Personal information
- Nationality: Canadian
- Born: July 5, 1977 (age 48) Kelowna, British Columbia, Canada

Sport
- Sport: Racquetball

Achievements and titles
- National finals: 1st 1997, 1998, 2000, 2006-2008 (singles)
- Highest world ranking: 1st 2005

Medal record
Women's Racquetball
Representing Canada
World Championships
| Gold medal – first place | 1998 World Championships | Singles |
| Gold medal – first place | 2006 World Championships | Singles |
Pan American Games
| Silver medal – second place | 1999 Winnipeg | Singles |

= Christie Van Hees =

Canadian retired racquetball player (born 1977)

Christie Van Hees (born July 5, 1977) is a Canadian retired racquetball player. Van Hees won two World Championships in women's singles and was the number one women's professional player at the end of the 2004-2005 season.

== Professional career ==
Van Hees's three US Open Racquetball Championships - the most prestigious pro racquetball title - are the third most by a woman behind Paola Longoria with six and Rhonda Rajsich with four. Van Hees won in 2000 and 2005, defeating Rajsich in the finals both years, and then again in 2006, when she defeated Cheryl Gudinas in the final. Her 2005 victory helped Van Hees finish that season as the #1 player in the women's professional rankings.

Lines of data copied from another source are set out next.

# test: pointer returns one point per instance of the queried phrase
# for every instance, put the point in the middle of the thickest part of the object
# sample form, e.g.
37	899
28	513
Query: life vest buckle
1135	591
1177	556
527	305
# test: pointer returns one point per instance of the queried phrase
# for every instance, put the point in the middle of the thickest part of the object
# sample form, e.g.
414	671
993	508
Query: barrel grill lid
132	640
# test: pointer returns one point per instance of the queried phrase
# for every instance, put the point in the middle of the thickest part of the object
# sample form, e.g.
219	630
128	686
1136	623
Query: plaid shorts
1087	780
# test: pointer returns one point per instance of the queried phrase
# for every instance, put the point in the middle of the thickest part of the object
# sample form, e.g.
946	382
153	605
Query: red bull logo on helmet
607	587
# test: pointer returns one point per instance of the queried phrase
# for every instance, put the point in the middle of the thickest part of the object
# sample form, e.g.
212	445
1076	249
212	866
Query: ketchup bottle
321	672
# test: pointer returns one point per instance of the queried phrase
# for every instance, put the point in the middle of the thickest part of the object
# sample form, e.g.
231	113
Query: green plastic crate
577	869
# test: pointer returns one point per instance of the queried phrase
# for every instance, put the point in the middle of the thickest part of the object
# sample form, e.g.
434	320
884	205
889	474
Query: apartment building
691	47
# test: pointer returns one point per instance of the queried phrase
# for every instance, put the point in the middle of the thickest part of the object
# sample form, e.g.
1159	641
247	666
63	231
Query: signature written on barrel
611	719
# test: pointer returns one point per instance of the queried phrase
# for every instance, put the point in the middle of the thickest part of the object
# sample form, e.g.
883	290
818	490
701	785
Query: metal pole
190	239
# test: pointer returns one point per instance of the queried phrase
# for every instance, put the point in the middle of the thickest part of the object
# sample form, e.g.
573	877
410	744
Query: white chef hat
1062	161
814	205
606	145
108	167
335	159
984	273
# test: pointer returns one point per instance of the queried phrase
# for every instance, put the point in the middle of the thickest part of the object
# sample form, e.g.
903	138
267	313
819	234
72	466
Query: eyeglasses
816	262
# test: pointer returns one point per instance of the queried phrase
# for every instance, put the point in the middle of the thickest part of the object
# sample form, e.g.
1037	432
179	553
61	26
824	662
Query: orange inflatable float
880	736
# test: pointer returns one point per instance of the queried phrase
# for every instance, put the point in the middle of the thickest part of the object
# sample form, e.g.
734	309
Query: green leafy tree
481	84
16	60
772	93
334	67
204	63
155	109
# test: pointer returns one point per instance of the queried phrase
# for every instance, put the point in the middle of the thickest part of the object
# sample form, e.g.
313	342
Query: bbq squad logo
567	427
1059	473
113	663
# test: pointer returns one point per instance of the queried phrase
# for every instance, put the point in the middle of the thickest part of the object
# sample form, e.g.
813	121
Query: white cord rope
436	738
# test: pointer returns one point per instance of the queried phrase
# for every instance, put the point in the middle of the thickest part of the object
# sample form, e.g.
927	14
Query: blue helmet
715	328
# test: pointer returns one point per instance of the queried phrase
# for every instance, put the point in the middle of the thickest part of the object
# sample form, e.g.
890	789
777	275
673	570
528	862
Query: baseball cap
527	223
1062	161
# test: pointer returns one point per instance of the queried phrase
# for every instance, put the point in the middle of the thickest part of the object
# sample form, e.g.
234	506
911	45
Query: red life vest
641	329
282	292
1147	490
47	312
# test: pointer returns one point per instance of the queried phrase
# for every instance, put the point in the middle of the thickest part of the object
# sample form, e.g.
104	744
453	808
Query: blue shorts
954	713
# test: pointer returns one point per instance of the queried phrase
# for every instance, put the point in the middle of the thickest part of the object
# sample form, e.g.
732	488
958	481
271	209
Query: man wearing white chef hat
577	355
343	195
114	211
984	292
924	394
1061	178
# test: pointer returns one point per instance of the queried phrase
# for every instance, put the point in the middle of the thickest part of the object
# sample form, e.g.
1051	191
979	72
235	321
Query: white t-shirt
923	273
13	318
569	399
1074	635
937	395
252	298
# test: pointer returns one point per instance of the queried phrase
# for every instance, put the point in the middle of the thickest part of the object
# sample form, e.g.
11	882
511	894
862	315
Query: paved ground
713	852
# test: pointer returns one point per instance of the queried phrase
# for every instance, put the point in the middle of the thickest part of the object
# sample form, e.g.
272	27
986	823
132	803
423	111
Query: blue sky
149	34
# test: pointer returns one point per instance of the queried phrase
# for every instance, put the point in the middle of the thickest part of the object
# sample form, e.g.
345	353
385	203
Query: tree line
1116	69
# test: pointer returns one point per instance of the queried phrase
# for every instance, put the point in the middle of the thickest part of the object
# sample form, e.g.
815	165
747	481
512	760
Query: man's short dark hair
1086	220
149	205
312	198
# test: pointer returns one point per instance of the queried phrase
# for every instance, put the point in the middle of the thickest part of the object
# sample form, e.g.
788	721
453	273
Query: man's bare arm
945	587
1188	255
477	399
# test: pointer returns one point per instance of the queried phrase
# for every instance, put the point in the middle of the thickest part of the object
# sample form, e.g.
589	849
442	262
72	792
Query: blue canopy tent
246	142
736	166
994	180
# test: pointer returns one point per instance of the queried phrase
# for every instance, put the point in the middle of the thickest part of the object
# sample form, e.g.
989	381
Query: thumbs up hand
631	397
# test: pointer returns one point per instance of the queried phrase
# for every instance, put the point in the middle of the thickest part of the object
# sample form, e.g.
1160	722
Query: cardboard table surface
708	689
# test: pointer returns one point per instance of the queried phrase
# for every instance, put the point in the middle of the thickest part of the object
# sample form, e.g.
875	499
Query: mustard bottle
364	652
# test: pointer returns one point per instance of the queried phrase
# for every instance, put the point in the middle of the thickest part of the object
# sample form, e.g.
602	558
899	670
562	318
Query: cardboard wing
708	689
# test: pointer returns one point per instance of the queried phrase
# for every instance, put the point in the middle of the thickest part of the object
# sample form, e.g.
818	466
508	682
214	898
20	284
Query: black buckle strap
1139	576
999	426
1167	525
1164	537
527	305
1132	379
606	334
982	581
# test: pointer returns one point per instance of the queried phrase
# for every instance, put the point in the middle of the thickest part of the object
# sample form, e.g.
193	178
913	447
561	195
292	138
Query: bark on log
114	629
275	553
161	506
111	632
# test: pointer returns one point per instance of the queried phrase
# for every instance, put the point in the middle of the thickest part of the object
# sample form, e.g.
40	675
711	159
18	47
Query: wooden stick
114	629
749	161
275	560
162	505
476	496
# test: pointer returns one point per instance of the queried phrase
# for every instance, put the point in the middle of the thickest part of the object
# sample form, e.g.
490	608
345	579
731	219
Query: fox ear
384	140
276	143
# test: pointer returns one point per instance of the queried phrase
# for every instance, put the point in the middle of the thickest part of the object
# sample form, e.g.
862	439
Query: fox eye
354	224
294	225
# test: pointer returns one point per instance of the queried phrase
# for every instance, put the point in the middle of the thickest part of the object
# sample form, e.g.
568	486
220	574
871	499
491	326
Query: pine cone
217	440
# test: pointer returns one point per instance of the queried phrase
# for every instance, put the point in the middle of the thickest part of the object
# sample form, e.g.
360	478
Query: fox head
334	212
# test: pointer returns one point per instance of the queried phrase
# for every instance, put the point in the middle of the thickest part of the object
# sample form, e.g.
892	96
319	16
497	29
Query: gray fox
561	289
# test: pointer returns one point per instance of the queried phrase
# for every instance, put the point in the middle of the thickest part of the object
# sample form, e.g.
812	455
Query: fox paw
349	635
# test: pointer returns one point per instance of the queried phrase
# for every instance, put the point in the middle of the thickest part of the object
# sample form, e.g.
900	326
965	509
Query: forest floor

== Canadian and international career ==
Van Hees has won six Canadian Championships in 1997, 1998, 2000, and three consecutive years from 2006 to 2008.

Van Hees has won two International Racquetball Federation (IRF) World Championships in 1998 and 2006. She beat Kersten Hallander (USA) in the 1998 final, and Angela Grisar (Chile) in the 2006 final.

Van Hees also won the Girls 18 and under division at the IRF World Junior Championships in 1995.

== Personal life ==
Van Hees had considerable success early in her career, but then retired in 2001. But that turned out to be only a sabbatical, as she came back the fall of 2003, and had even greater success, reaching the final of the US Open in only her second tournament back.

In August 2009, Van Hees married Jack Huczek, an American, who is also a champion racquetball player having won three IRF World Championships. Originally from Kelowna, British Columbia, Van Hees currently resides in Dallas, Texas with Huczek and their two daughters, Evelyn and Faith.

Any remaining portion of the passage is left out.